Sponsored by the National Key R&D Program of China (Grant No. 2020YFB1600500) and the National Natural Science Foundation of China (Grant No. 52272319)

Corresponding author

Wenquan Li, Ph.D, Professor. E-mail: wenqli@seu.edu.cn

Article history

Received: 2022-10-30

Contents Abstract Full text Figures/Tables PDF

Trip Purposes of Automobile Users Inference Using Multi-day Traffic Monitoring Data

Wen Zheng, Wenquan Li, Qian Chen, Yan Zheng, Chenhao Zhang

School of Transportation, Southeast University, Nanjing 211189, China

Received: 2022-10-30; Available online: 2023-03-10

Sponsored by the National Key R&D Program of China (Grant No. 2020YFB1600500) and the National Natural Science Foundation of China (Grant No. 52272319)

Corresponding author: Wenquan Li, Ph.D, Professor. E-mail: wenqli@seu.edu.cn.

Abstract: Determining trip purpose is an important link to explore travel rules. In this paper, we take automobile users in urban areas as the research object, combine unsupervised learning and supervised learning methods to analyze their travel characteristics, and focus on the classification and prediction of automobile users' trip purposes. However, previous studies on trip purposes mainly focused on questionnaires and GPS data, which cannot well reflect the characteristics of automobile travel. In order to avoid the multi-day behavior variability and unobservable heterogeneity of individual characteristics ignored in traditional traffic questionnaires, traffic monitoring data from the Northern District of Qingdao are used, and the K-means clustering method is applied to estimate the trip purposes of automobile users. Then, Adaptive Boosting (AdaBoost) and Random Forest (RF) methods are used to classify and predict trip purposes. Finally, the result shows: (1) the purpose of automobile users can be mainly divided into four clusters, which include Commuting trips, Flexible life demand travel in daytime, Evening entertainment and leisure shopping, and Taxi-based trips for the first three types of purposes, respectively; (2) the Random Forest method performs significantly better than AdaBoost in trip purpose prediction for higher accuracy; (3) the average prediction accuracy of Random Forest under hyper-parameters optimization reaches 96.25%, which proves the feasibility and rationality of the above clustering results.

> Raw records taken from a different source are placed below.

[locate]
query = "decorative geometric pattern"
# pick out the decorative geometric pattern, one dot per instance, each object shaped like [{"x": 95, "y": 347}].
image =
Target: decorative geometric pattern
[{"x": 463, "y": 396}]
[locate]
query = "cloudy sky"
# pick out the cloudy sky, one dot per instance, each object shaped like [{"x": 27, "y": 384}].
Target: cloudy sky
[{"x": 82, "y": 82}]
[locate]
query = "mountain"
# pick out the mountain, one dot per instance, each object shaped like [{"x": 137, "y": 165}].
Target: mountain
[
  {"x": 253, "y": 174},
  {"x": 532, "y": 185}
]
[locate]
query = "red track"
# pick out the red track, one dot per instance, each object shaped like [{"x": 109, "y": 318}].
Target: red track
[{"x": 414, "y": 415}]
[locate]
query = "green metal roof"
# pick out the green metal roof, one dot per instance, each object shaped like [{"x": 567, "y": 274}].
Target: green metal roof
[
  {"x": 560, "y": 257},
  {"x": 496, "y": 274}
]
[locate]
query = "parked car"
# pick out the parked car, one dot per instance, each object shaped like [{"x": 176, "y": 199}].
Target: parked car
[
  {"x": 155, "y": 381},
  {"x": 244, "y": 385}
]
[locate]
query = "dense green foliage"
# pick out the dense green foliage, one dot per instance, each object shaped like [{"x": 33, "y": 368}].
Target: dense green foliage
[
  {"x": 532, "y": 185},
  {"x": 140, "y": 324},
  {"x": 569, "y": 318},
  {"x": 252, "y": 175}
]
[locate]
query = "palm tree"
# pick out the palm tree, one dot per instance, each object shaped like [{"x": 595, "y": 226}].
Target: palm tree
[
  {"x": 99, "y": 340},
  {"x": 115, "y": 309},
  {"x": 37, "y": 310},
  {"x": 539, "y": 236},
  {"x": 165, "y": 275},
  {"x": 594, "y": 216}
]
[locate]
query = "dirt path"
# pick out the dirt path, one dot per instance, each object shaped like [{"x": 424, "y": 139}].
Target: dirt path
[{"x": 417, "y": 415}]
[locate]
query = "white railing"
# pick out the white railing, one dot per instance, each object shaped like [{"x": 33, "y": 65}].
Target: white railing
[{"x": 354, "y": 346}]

Keywords: trip purpose automobile users traffic monitoring data K-means clustering AdaBoost random forest

0 Introduction

With the increasing development of economy and urbanization, the phenomenon of job-housing separation has become prominent during the past few decades, which leads to a rapid increase in the number of automobiles on the road^[1]. Especially during peak travel periods, there is a lot of commuting or return travel, leading to increased traffic congestion and pollution. In reality, automobile users always travel for various purposes. Therefore, many scholars have classified the purpose of travel, and studies on the analysis of trip purpose have emerged^[2]. For instance, Gong et al.^[3] divided taxi trips into 9 categories, which include Work-related, Transportation transfer and Schooling, etc. In addition, public transport trip purposes were assigned to Work, Education, Shopping, Home and Recreational based on smart card fare data^[4]. As the road resources required for different trip purposes are quite different, and for some travel demands, public transport can be used to replace the use of automobiles^[5]. Therefore, it is essential to effectively identify the trip purpose of traveler, rationalize the control of road traffic demand and transfer it to public transportation, which is regarded as resource-saving and environment-friendly mode of travel^[6]. The above analysis indicates that exploring the trip purposes of automobile users is important for urban travel structure optimization and traffic demand management.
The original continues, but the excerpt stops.